Mais d'un autre côté, cela donne une profondeur psychologique qu'on ne retrouve pas toujours dans les thrillers de ce type. En parallèle, on suit deux flics, Lee et Karl, qui tentent de mettre un nom sur le cadavre. J'ai beaucoup aimé leur dynamique. Ils ne sont pas là juste pour faire de l'exposition ou expliquer l'intrigue au spectateur. Ils ont leur propre vie, leurs propres problèmes, et ils apportent un côté très terre-à-terre qui contraste avec la passion parfois un peu théâtrale du couple principal. Dorian Missick, notamment, est excellent dans son rôle.

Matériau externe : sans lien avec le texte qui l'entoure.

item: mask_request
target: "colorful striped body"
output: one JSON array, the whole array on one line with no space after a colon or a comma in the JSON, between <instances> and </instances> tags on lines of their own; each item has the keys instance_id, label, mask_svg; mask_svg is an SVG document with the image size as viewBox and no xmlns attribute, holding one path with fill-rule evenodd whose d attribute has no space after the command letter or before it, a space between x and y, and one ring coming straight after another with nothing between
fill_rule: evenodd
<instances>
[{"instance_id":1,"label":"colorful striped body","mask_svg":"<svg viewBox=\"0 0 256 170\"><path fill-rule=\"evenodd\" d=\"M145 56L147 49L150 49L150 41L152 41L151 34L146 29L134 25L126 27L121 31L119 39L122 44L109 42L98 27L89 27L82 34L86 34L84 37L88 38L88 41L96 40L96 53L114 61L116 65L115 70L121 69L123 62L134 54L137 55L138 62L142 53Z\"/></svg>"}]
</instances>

Il apporte une présence rassurante dans cet océan de secrets. Pourtant, la série n’échappe pas à quelques petits défauts qui m’ont parfois fait décrocher. 

 

Le plus gros reproche que je pourrais faire, c’est cette ambiance de morosité permanente. Tout est sombre, tout le monde souffre, chaque personnage secondaire semble traîner un fardeau monumental. Au bout d'un moment, ça devient un peu pesant. On a l'impression que le bonheur n'existe simplement pas dans cet univers. Parfois, l’esthétique est aussi un peu trop travaillée, presque artificielle. Certaines scènes ressemblent à des clips léchés ou des publicités pour du café de luxe, ce qui casse un peu le réalisme de l’histoire. Vers l'épisode cinq ou six, j'ai ressenti une certaine lassitude. L'intrigue s'étire, on a l'impression de tourner en rond dans cet appartement luxueux. 

 

Mais heureusement, la dernière ligne droite redonne un coup de fouet nécessaire. Des éléments du passé, remontant à seize ans en arrière, viennent éclairer l'histoire sous un jour nouveau. On comprend enfin que rien n’était dû au hasard et que la vengeance est un moteur bien plus puissant que l'amour. Les révélations s'enchaînent de manière assez logique, et même si j'avais deviné certains points de l'intrigue, le dénouement m'a quand même réservé une belle surprise. Au final, 56 Jours est une série qui se dévore assez vite. C’est bien écrit, les acteurs sont investis et le mystère reste assez solide pour donner envie d'aller jusqu'au bout des huit épisodes. 

 

Ce n'est pas le thriller du siècle, il y a des longueurs et des personnages secondaires qui ne servent pas à grand-chose, comme cette journaliste qui fait un peu office de remplissage. Mais pour quiconque aime les ambiances lourdes, les secrets de famille et les relations qui virent à l'obsession, c'est une très bonne pioche. On en ressort avec une petite réflexion sur la confiance et sur ce qu'on accepte de voir chez l'autre quand on a désespérément envie d'être aimé. C’est imparfait, c’est parfois un peu trop sombre, mais c’est une expérience qui reste en tête une fois l'écran éteint.

 

Note : 5.5/10. En bref, entre passion dévorante et secrets toxiques, cette mini-série installe un suspense efficace grâce à une narration chronologique originale et un duo d'acteurs électrisant. Malgré quelques longueurs et une ambiance parfois trop sombre, le mystère reste solide jusqu'à un dénouement final particulièrement bien amené.